So recently I had to analyze a PDF, a PDF which contained over 300 pages. I don’t have to tell you how I felt about this one as you probably can imagine. But that’s not all, analyzing this PDF is an annual recuring activity! The pain, the suffering and CTRL + F wasn’t planning on helping on this one.

So instead of doing all this stuff manually, I was thinking like, “How would AI be able to assist on this” as I’m not planning on keep doing this over and over and over. After all, we want to automate things!

So that’s exactly what I’ll be showing you today. A PowerShell script that reads a PDF, feeds the content to Azure OpenAI (yes we won’t be using Document intelligence here, that’s for a later blog) and query it with plain language. Like we are chatting with the PDF document.

All the lessons learned from the previous blogs will be taken into account as well! No unstructured data, objects, functions etc.

Throughout this post, you’ll see 🎬 for action steps and 📒 for technical deep-dives.

Let’s get into it! 🚀

First step: Reading PDFs

So we are doing everything here with PowerShell but of course there are other ways around. (use a language to your own liking).
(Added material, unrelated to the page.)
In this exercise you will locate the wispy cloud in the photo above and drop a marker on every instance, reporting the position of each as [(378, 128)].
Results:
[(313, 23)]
PDFs… Well we run into the first PowerShell obstacle over here as PowerShell doesn’t have PDF support so we need to make sure we can read them. (In the next upcoming blog I’ll show you how to use Document Intelligence to do this but for now we have to do with it 😉)

🎬 The first time you run the script, it downloads and installs PdfPig automatically. All you need is an internet connection for that first run.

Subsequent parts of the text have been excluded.